Let's think about the end-to-end flow of sampling and reconstruction. Note that shares being out of order is not the only case where you cannot recompute a row or column root; this would also be the case if any reconstructed shares do not match the row or column root. We can conceptually treat an out-of-order share as the same as a recomputed share that does not match the row or column root.

Firstly, it should not be possible to sample a share that has any sibling nodes that are out of order, because the proof NMT verification will fail when it tries to reconstruct the root (due to a mismatch when calculating min and max nid).

Next, we should consider this rule:

Basically, I believe the rule for choosing what proof should be used for a BEFP share should be:

  1. If a share is inside a fully and validly reconstructed row or column, then you can generate an inclusion proof from that row or column.

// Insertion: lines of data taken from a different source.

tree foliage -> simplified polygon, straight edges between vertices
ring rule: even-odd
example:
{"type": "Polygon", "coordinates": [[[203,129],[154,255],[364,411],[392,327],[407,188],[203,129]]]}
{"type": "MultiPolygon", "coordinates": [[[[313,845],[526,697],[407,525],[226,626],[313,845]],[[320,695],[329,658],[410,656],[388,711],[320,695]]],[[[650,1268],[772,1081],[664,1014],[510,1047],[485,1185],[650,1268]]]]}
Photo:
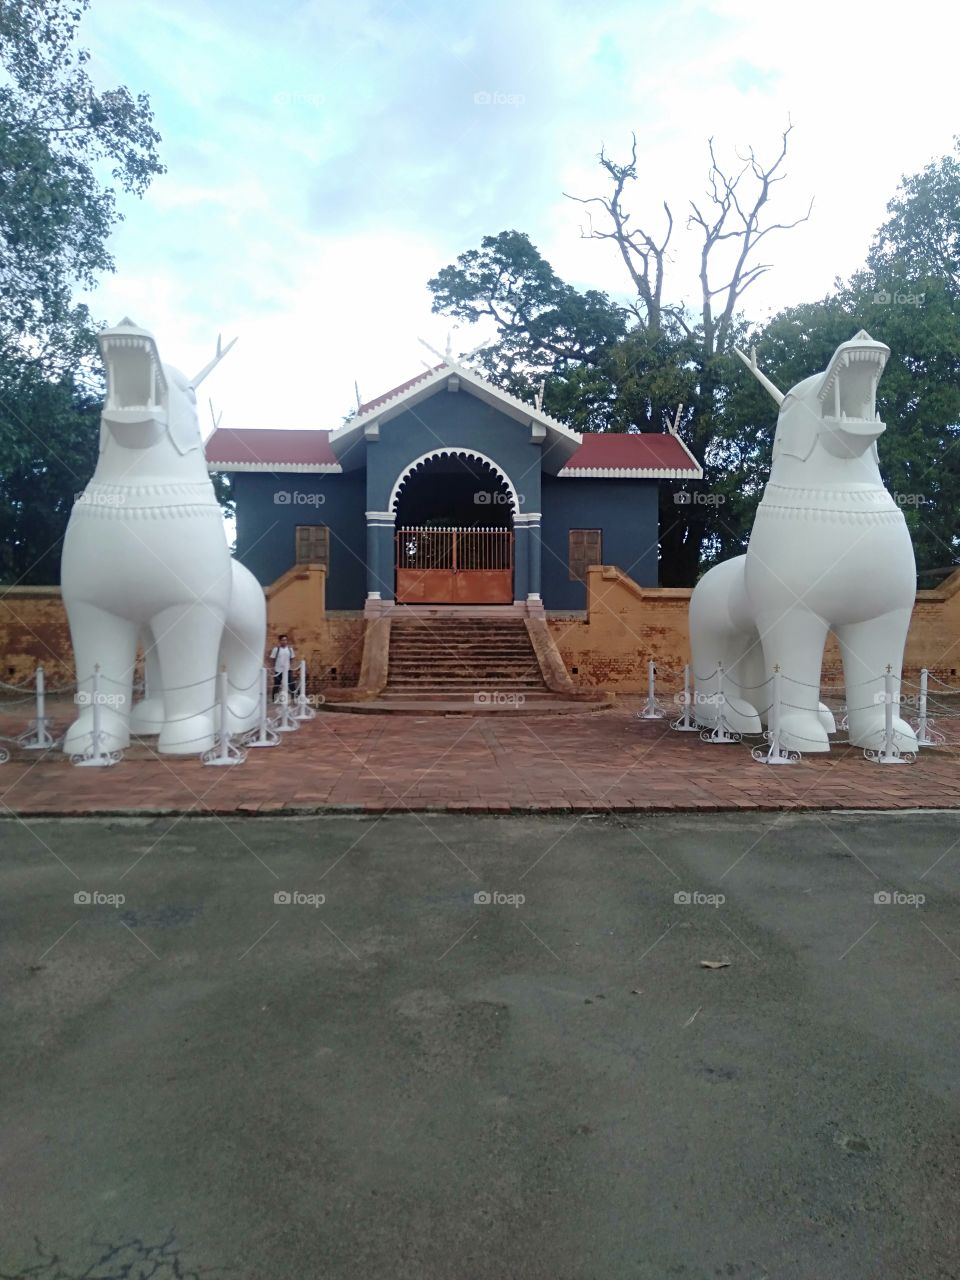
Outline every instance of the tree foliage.
{"type": "Polygon", "coordinates": [[[743,311],[750,285],[771,269],[758,260],[767,236],[788,230],[766,217],[783,179],[790,128],[772,163],[749,150],[727,171],[713,141],[707,192],[693,201],[688,228],[700,242],[699,305],[674,303],[669,247],[677,219],[664,204],[659,229],[634,224],[628,209],[639,181],[636,141],[618,163],[599,160],[609,190],[579,198],[582,234],[613,242],[632,301],[578,294],[519,232],[486,237],[430,287],[434,310],[497,326],[483,352],[488,376],[521,395],[545,379],[545,407],[581,430],[663,431],[677,406],[680,433],[704,469],[687,489],[709,503],[674,501],[661,485],[661,581],[692,584],[705,567],[746,547],[766,483],[776,406],[734,356],[753,343],[764,371],[784,390],[826,367],[861,328],[892,351],[878,409],[889,424],[881,470],[910,525],[921,570],[947,566],[960,542],[960,142],[921,173],[903,179],[864,268],[818,302],[788,307],[764,325],[743,311]]]}
{"type": "MultiPolygon", "coordinates": [[[[676,228],[670,205],[664,202],[659,229],[636,224],[629,211],[629,192],[641,176],[636,137],[623,162],[600,152],[606,194],[571,197],[585,210],[584,237],[616,245],[633,295],[628,306],[596,291],[578,293],[526,236],[512,231],[486,237],[479,251],[461,254],[430,281],[434,310],[468,321],[492,318],[498,342],[483,354],[485,371],[517,394],[544,378],[545,406],[578,429],[663,431],[676,421],[704,468],[700,487],[713,488],[728,357],[744,329],[740,300],[770,269],[757,260],[761,243],[803,221],[766,218],[790,132],[788,126],[770,163],[751,149],[729,170],[710,140],[706,196],[691,201],[687,218],[700,245],[695,313],[669,300],[676,228]]],[[[678,505],[666,486],[660,500],[661,579],[683,585],[694,580],[704,546],[716,541],[716,508],[678,505]]]]}
{"type": "Polygon", "coordinates": [[[101,391],[77,288],[113,269],[117,192],[162,173],[150,104],[98,90],[77,31],[89,0],[0,0],[0,476],[6,581],[51,582],[89,479],[101,391]]]}

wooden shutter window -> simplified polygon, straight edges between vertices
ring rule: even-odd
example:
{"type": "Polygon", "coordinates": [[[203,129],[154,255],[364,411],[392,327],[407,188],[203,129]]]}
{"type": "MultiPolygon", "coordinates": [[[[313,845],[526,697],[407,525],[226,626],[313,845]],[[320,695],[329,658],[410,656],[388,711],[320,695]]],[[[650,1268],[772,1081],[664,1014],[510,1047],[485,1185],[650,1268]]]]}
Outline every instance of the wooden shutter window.
{"type": "Polygon", "coordinates": [[[592,564],[603,563],[603,542],[600,529],[570,530],[570,581],[586,582],[587,570],[592,564]]]}
{"type": "Polygon", "coordinates": [[[319,564],[330,571],[330,530],[325,524],[297,525],[297,564],[319,564]]]}

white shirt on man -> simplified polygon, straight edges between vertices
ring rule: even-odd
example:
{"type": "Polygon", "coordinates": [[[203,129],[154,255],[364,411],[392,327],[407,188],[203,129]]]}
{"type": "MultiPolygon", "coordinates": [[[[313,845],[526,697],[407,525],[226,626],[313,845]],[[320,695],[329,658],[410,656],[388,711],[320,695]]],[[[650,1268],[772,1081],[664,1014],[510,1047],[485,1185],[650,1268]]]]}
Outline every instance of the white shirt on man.
{"type": "Polygon", "coordinates": [[[270,657],[273,659],[273,669],[277,672],[289,671],[293,663],[293,645],[275,644],[270,650],[270,657]]]}

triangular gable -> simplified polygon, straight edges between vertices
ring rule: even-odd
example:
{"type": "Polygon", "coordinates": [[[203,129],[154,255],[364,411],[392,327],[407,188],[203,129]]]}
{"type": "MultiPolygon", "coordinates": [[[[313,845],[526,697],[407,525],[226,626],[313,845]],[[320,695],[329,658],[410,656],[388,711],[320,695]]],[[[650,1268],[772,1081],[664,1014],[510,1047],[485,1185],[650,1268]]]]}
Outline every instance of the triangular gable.
{"type": "Polygon", "coordinates": [[[472,369],[467,369],[448,357],[443,364],[436,365],[423,374],[401,383],[393,391],[388,391],[385,395],[361,405],[355,417],[330,433],[330,444],[339,453],[345,445],[352,443],[375,423],[382,426],[391,418],[405,413],[421,401],[438,395],[448,387],[474,395],[505,416],[513,418],[515,422],[532,427],[546,444],[557,446],[563,457],[572,456],[583,439],[579,431],[572,431],[558,418],[544,413],[542,409],[528,404],[518,396],[511,395],[509,391],[503,391],[492,382],[488,382],[486,378],[474,373],[472,369]]]}

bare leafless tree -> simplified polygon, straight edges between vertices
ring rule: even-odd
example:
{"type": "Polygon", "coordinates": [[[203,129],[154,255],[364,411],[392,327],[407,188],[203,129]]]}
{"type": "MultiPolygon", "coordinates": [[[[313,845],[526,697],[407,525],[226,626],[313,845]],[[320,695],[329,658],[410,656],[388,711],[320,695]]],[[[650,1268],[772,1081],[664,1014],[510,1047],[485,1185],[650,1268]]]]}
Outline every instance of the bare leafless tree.
{"type": "Polygon", "coordinates": [[[600,167],[609,175],[612,190],[606,196],[572,196],[588,208],[587,224],[581,227],[581,235],[588,240],[612,240],[623,259],[630,280],[636,290],[637,301],[631,307],[640,324],[651,330],[660,329],[665,317],[676,321],[692,336],[697,321],[702,322],[703,355],[709,360],[718,352],[729,348],[731,329],[737,315],[738,303],[744,292],[755,280],[769,271],[769,262],[754,263],[751,256],[757,245],[773,231],[788,231],[806,222],[813,209],[813,201],[807,212],[793,222],[762,224],[765,206],[769,203],[773,188],[782,182],[786,174],[783,164],[793,125],[788,121],[781,135],[779,154],[771,164],[762,164],[753,147],[746,155],[737,153],[740,168],[727,172],[717,159],[713,138],[708,141],[710,169],[707,175],[709,203],[690,202],[688,227],[699,228],[702,235],[700,248],[700,317],[691,318],[680,306],[664,303],[663,292],[668,263],[667,249],[674,230],[674,216],[665,200],[666,229],[658,239],[644,227],[632,224],[631,215],[624,207],[624,194],[629,183],[639,181],[637,172],[637,138],[631,138],[630,159],[618,164],[607,154],[599,155],[600,167]],[[752,184],[752,190],[748,188],[752,184]],[[606,215],[606,225],[594,224],[590,206],[599,206],[606,215]],[[731,243],[734,247],[733,264],[729,279],[722,285],[714,285],[711,279],[711,257],[718,247],[731,243]]]}

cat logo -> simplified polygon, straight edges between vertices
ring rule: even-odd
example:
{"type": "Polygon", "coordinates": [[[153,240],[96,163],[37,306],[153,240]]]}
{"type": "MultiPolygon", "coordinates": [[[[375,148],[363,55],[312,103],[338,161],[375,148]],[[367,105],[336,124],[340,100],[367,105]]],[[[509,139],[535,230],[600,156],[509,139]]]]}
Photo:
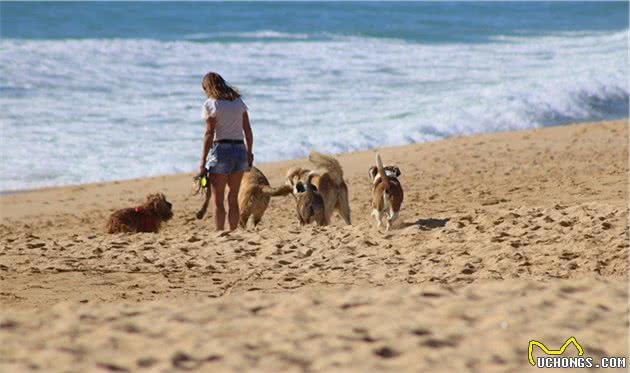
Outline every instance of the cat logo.
{"type": "Polygon", "coordinates": [[[582,346],[580,346],[580,344],[578,343],[578,341],[575,339],[575,337],[571,337],[569,339],[567,339],[566,342],[564,342],[564,344],[562,345],[562,347],[560,347],[559,350],[550,350],[547,348],[547,346],[545,346],[544,344],[542,344],[541,342],[538,341],[529,341],[529,348],[527,349],[527,353],[529,356],[529,362],[530,364],[532,364],[533,366],[536,366],[536,362],[534,361],[534,357],[532,356],[532,351],[534,349],[534,346],[538,346],[540,347],[540,349],[546,353],[547,355],[561,355],[562,353],[564,353],[564,350],[567,349],[567,347],[573,343],[573,345],[575,346],[575,348],[577,348],[578,351],[578,355],[582,356],[584,355],[584,350],[582,349],[582,346]]]}

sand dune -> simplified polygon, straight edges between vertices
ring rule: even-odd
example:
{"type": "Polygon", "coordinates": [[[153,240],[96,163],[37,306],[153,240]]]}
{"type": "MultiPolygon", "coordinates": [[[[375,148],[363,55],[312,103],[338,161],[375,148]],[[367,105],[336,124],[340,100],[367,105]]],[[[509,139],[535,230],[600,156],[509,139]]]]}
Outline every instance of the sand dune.
{"type": "MultiPolygon", "coordinates": [[[[373,152],[342,154],[353,225],[291,197],[217,233],[191,175],[0,197],[6,371],[537,371],[530,339],[628,351],[628,123],[379,149],[405,188],[370,220],[373,152]],[[107,216],[164,192],[159,234],[107,216]]],[[[305,160],[261,165],[272,184],[305,160]]],[[[611,371],[610,369],[606,371],[611,371]]]]}

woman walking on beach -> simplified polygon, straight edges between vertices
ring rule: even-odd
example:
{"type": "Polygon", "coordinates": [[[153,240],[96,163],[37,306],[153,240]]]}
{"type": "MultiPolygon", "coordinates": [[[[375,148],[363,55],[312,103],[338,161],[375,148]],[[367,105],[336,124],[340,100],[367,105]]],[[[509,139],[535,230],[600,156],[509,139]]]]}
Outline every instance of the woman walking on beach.
{"type": "Polygon", "coordinates": [[[199,174],[210,174],[212,197],[214,198],[214,223],[217,230],[225,226],[223,200],[228,186],[228,221],[230,230],[236,229],[239,219],[238,191],[243,172],[254,159],[254,138],[249,125],[247,106],[238,90],[230,87],[221,75],[209,72],[201,82],[208,96],[203,104],[202,117],[206,122],[199,174]],[[245,142],[247,146],[245,146],[245,142]],[[206,158],[210,159],[206,164],[206,158]]]}

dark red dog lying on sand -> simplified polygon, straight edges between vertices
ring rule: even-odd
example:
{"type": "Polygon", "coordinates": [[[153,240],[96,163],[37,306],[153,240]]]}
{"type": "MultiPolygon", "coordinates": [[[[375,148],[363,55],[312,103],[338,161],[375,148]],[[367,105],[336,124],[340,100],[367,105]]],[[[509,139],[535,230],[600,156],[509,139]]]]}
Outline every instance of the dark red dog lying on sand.
{"type": "Polygon", "coordinates": [[[115,211],[107,222],[107,233],[157,233],[162,222],[173,217],[172,209],[164,194],[149,194],[143,205],[115,211]]]}

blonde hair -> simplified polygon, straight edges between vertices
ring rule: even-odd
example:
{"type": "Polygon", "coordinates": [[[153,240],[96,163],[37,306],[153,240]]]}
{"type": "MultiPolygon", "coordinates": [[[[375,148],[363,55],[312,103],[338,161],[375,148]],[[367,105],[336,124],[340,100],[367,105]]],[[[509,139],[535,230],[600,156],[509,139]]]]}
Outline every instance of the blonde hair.
{"type": "Polygon", "coordinates": [[[225,79],[215,72],[209,72],[203,77],[201,88],[209,98],[215,100],[233,101],[241,97],[238,89],[230,87],[225,79]]]}

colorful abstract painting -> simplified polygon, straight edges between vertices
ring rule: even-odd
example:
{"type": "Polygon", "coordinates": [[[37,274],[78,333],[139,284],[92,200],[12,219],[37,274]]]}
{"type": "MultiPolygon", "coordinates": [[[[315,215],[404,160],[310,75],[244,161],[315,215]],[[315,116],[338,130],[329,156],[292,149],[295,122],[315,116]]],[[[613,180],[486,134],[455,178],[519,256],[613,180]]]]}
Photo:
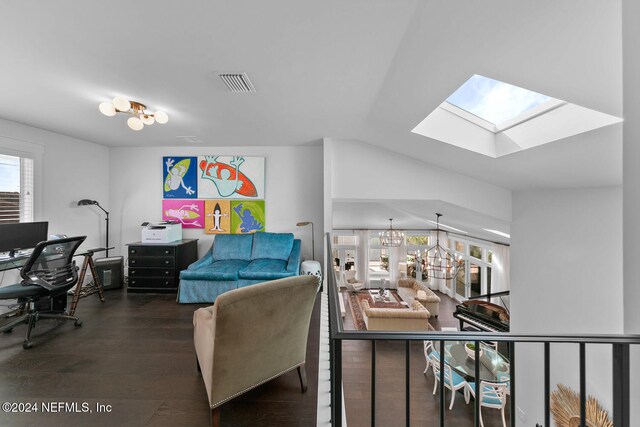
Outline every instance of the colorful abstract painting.
{"type": "Polygon", "coordinates": [[[198,197],[198,158],[162,158],[162,197],[195,199],[198,197]]]}
{"type": "Polygon", "coordinates": [[[264,157],[198,156],[199,199],[264,199],[264,157]]]}
{"type": "Polygon", "coordinates": [[[264,200],[231,202],[231,232],[249,234],[265,231],[264,200]]]}
{"type": "Polygon", "coordinates": [[[204,201],[204,232],[207,234],[231,233],[231,201],[204,201]]]}
{"type": "Polygon", "coordinates": [[[204,227],[204,200],[163,200],[162,219],[179,221],[182,228],[204,227]]]}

  2. Otherwise, you need to use Merkle inclusion proofs that the full node received from other nodes via sampling. Example: consider a square where all erasure coding quadrants (quadrants 2, 3, 4) contain garbage data that does not match the actual row or column roots.

From the above, it doesn't seem to me like we need to create inclusion proofs ourselves in rows/cols with shares out of order, due to (2). Does that seem right @adlerjohn @evan-forbes?

adlerjohn commented 1 year ago

it should not be possible to sample a share that has any sibling nodes that are out of order, because the proof NMT verification will fail when it tries to reconstruct the root

I'm thinking it might be possible if an attacker modifies the NMT code to simply process out-of-order leaves, and the Merkle proof is for a leaf whose neighbor isn't out of order. But this is fine because the case will be caught when the full row/col is reconstructed anyways.

it doesn't seem to me like we need to create inclusion proofs ourselves in rows/cols with shares out of order, due to (2).

That's correct, yes.

musalbas commented 1 year ago

I'm thinking it might be possible if an attacker modifies the NMT code to simply process out-of-order leaves, and the Merkle proof is for a leaf whose neighbor isn't out of order. But this is fine because the case will be caught when the full row/col is reconstructed anyways.

Exactly.